The Cal Poly Biodiesel Club is also having trouble in reaching their goals without more student involvement.
“The club built a biodisel reactor and they lobbied Campus Dining to switch all of their diesel fuel vehicles to run on biodiesel,” Elliot said. “A mechanical system would take campus’s waste cooking oil and convert it directly into biodiesel, on campus, to be used as fuel in our fleet vechiles both for deliviry trucks and tractors in the (agriculture) area.”
Johnsonbaugh has been working tirelessly to construct and get his new biodiesel reactor, also his senior project, approved by administration. The club’s ultimate goal — to eventually have all diesel vehicles run on campus-produced biodiesel — can be accomplished easier if students would take advantage of the senior project opportunities that come with his club’s initiative, Johnsonbaugh said.

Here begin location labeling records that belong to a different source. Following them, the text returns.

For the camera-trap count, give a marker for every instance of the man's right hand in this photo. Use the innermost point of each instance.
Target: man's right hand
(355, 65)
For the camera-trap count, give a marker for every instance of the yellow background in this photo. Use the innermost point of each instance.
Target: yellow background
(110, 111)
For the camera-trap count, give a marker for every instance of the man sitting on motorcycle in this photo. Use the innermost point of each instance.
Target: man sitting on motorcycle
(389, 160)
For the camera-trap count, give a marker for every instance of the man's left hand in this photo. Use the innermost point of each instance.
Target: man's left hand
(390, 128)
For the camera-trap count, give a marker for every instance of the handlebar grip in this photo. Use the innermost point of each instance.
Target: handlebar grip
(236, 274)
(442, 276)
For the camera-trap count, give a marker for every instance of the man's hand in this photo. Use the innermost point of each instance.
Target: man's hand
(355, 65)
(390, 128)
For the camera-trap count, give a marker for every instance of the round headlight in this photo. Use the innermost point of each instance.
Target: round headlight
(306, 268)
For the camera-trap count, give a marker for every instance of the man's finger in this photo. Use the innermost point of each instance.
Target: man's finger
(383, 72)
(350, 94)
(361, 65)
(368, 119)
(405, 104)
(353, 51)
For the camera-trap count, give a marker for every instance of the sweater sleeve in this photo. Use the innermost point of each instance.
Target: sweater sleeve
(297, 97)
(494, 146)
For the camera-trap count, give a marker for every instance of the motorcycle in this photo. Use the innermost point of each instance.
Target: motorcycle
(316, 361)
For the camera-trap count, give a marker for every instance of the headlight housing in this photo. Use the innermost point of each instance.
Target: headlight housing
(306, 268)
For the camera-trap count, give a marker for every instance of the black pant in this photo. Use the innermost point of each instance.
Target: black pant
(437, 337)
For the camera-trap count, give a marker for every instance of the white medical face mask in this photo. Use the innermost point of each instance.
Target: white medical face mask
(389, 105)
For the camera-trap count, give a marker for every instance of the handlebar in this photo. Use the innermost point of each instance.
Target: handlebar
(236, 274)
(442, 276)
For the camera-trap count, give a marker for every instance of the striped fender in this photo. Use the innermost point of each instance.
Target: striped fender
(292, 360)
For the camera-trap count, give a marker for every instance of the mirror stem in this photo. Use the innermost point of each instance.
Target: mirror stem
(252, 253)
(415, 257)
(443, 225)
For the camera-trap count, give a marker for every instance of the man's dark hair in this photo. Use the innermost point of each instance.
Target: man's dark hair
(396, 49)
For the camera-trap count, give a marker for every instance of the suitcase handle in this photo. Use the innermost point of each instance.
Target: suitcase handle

“The best way to get to the next step is more student involvement,” he said. “The best way to get students involved is senior projects.”
Hartrich and Johnsonbaugh don’t deny the obvious interest in sustainability from the students; there are clearly enough clubs to join and enough goals to reach to advance Cal Poly’s presence as a campus leader in sustainability. But both are certain that knowledge, awareness and serious commitment are the keys to any sort of progression.
“I really think it’s just the follow-through,” Hartrich said. “It’s not that hard to type in ‘Cal Poly sustainability’ and find us. But a little bit of it is just a lack of commitment and will power to go out and to find these organizations. When I step back and think about how many students could be potentially interested in our organization, it’s probably over half the school. But how do you get them in? In a perfect world, the best way to have students be a part of this is to have a center for sustainability.”
After a failed attempt fall quarter to revive the old campus powerhouse and convert it into a central hub for everything regarding campus sustainability, Hartrich is still hopeful that physically containing all sustainability efforts in one building will advance latent interest into active involvement and change.